The other problem with Mother-Teresa-ing people is that it is a slippery slope for the person who is doing the Mother-Teresa-ing to think, “Ah, well that person is a SAINT. I would never be called to do something like that.” This kind of thing is rampant in our culture with celebrity worship and government worship (If only a Republican was in office, then the country would be perfect…). In non-profit circles, fund development employees follow rich people around and compliment them on the color of their shoes. We call it “schmoozing” and I’m terrible at it (I snot-bubbled once). But it also happens in church, where the burden of “saving the lost” and “visiting the sick” falls squarely on the shoulders of the pastors and church leadership because they’re a higher caliber of person than “the average person”.
Ya’ll. Here is the God’s honest truth. We are all called to be set apart. We are all called to be like Jesus. We are all called to love people, especially marginalized people.
Those things are non-negotiable. So, when we put these “saints” on pedestals and Mother-Teresa the heck out of them, it makes it so much easier for us to say, “Oh, well. That’s the pastor’s job” or “Oh, well, that’s for someone who is more selfless than I am.”
When I read Shane Claiborne or Francis Chan, I used to gawk at their weirdness, but there was never really any personal challenge to me. They were cool guys doing cool things that were completely unrelated to me. I’ve read through Claiborne’s “Jesus for President” twice now, and, quite honestly, it’s scaring the crap out of me. God has shifted my thought process from, “Good for them! Keep on keeping on, guys! I’m going to keep doing my thing here.” to “Holy bologna, Jesus, what does this book and Shane’s witness mean for me and my family?”
Not gonna lie. It’s a wee bit terrifying. Doing things for the Kingdom of Heaven costs something. It might cost money or time or your job or your security. It will most likely be uncomfortable. It will be hard. It will be inconvenient. Jesus promises a hard road, guys. Why do we forget that so easily?
I guess the thing that we need to remember is that we’re all working towards righteousness. Being “saintly” is not something that is inherently in some people and not in others. Righteousness is a journey. I’m sure Mother Teresa wasn’t perfect at loving every person she came across when she started, but she stuck with it and got better and better at it. I still wouldn’t define myself as a patient person, but I’ve been told that I’m more patient than I was before parenting. Thank the Lord, Jesus pulls us along.
We can’t be afraid to try. We can’t hesitate to step out in faith because someone is doing it better or we have x, y, and z reasons why it wouldn’t work. We’re going to mess up. That’s a given. But we’ll also get better and better.
So, let’s all open our minds to the possibility that God might use us in crazy ways to bring glory to Himself. Let’s stop putting other humans on a pedestal. Let’s work together, shoulder to shoulder, and push each other towards the way of Jesus.
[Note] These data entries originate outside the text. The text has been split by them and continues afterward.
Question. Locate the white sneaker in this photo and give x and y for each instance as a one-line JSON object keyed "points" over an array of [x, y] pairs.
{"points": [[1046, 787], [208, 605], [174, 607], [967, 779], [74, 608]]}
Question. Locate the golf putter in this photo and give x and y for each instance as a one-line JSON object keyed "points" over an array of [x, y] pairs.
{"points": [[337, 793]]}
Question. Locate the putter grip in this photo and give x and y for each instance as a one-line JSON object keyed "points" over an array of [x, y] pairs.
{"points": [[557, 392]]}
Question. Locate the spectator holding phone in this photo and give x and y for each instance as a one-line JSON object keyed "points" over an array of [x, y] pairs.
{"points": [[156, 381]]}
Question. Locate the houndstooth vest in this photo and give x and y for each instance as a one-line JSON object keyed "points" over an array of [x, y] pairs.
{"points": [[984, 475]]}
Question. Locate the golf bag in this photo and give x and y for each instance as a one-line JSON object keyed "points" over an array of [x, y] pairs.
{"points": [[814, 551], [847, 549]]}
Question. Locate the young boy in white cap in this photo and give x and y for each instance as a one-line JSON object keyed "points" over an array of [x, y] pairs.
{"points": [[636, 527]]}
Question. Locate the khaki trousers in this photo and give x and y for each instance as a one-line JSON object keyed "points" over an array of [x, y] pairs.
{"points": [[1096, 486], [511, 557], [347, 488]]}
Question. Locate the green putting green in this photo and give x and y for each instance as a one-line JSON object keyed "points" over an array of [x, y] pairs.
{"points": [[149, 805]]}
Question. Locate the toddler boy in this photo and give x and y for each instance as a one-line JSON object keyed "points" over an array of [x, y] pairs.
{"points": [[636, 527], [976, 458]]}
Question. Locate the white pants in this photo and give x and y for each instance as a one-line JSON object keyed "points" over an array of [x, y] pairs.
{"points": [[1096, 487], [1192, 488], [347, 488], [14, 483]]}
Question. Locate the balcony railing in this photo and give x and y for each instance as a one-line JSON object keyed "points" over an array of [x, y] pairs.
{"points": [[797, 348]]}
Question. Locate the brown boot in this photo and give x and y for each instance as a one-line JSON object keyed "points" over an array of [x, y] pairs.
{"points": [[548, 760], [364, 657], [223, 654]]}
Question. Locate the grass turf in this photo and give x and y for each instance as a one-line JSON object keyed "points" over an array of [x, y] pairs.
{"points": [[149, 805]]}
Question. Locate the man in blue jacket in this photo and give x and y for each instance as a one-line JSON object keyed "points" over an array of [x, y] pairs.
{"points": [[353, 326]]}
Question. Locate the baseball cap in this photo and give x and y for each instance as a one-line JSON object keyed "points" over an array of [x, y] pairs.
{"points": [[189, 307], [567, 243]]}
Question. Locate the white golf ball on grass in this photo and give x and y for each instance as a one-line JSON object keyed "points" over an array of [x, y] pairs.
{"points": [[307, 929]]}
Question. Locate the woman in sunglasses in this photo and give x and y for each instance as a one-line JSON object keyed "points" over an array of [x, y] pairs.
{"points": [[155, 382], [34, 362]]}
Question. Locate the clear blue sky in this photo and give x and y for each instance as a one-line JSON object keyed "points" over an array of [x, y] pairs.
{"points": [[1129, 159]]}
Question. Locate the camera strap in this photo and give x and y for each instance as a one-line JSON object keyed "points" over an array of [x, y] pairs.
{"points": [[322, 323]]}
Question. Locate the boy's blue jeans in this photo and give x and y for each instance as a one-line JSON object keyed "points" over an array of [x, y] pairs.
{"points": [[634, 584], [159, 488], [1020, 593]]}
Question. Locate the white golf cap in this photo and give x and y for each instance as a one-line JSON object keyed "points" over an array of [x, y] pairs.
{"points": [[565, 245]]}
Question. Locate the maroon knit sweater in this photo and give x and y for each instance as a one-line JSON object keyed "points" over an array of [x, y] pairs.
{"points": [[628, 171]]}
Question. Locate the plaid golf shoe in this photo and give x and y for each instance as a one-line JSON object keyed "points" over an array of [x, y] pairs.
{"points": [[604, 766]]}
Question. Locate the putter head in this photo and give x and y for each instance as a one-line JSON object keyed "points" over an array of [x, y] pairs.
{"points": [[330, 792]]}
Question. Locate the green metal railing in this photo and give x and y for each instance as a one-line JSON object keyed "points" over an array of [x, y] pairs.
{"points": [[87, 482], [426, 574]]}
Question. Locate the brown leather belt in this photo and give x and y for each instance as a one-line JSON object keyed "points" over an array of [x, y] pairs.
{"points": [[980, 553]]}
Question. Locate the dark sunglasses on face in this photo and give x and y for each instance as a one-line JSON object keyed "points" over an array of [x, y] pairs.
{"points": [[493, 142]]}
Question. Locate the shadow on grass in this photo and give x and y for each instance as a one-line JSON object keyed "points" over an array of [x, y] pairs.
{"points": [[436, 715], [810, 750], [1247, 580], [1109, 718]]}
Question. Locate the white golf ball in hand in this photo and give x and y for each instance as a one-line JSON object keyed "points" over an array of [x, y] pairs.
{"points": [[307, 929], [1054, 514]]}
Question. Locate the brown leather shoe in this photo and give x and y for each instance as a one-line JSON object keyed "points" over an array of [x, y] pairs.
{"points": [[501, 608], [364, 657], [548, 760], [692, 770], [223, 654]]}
Don’t Mother-Teresa me, bro.
Thank you! Beautifully written! I need a good head shrinking every now and then. And reading those types of books…thinking sometimes, “Oh no. He might ask me to do more?!” I know He will, and I just pray that we listen. But…knowing that…also scares me in my humany (not a word, but it’s okay) parts.
Thanks again for being real!
I think it’s good for us to be scared in our humany parts! 🙂
Yeah, don’t make a saint out of me, first of all you would be flat wrong and secondly it might give me ideas. Good thoughts Welder.